Large number of deletes in a transaction

fried_empanada · July 21, 2023, 10:03pm

Hey all, currently I am implementing the database operations for deleting all the information related to a particular user when a user wants to delete his/her account; this involves deleting the user’s data that spread across multiple collections, and ideally I would like to perform deleteMany() operations across multiple collections in an all-or-nothing transaction in order to ensure data consistency because some of these data are interconnected, such as the user’s posts, likes, etc.

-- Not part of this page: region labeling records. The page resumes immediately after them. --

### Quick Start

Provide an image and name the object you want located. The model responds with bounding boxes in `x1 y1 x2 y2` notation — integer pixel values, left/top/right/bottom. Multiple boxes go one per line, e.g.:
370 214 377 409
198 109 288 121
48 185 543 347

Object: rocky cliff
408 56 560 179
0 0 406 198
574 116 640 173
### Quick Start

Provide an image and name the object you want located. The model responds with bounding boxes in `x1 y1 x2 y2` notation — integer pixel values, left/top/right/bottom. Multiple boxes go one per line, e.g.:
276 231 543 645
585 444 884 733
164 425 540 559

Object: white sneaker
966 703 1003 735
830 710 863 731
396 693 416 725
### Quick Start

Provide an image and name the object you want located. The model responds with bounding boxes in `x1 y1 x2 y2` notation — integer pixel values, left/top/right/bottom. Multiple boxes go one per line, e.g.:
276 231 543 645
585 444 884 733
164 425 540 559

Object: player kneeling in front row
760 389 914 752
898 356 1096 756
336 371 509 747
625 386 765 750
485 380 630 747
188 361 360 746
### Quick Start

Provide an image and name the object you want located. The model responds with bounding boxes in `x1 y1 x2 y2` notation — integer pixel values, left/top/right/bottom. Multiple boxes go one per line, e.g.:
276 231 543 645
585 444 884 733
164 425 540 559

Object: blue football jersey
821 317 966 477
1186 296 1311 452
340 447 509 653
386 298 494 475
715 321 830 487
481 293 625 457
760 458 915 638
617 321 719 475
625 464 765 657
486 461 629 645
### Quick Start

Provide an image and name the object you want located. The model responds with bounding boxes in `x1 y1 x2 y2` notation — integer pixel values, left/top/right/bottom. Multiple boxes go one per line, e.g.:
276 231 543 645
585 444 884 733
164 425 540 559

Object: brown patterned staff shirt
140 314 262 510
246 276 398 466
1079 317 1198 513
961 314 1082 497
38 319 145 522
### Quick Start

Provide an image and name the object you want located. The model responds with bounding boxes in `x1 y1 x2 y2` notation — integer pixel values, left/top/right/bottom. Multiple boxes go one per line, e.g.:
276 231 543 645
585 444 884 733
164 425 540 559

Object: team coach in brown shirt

The number of deleteMany() operations to be included in the transaction would likely vary from anywhere around tens of thousands to around tens of millions, my question is that I read in this post (Performance Best Practices: Transactions and Read / Write Concerns | MongoDB Blog) that “For operations that need to modify more than 1,000 documents, developers should break the transaction into separate parts that process documents in batches.”, and I am wondering if this limit applies to document delete operations or only document update operations. I also read on this page (https://www.mongodb.com/docs/manual/core/transactions-production-consideration/#oplog-size-limit) that starting in version 4.2, MongoDB can create as many oplog entries as necessary instead of limiting all the oplog to a single 16 MB object, so I am also not sure if the 1,000 documents limit is still valid. Either way, I would like to seek some advice and recommendations on how to approach this issue.

Thanks a lot in advance!

Kobe_W · July 22, 2023, 4:56am

Do you have to delete all those data ? can you simply add a “deleted” bool flag to that user account instead?
Do you have to always delete all those related resources? some may fail to delete but perhaps you don’t have to delete them if they will never be used again.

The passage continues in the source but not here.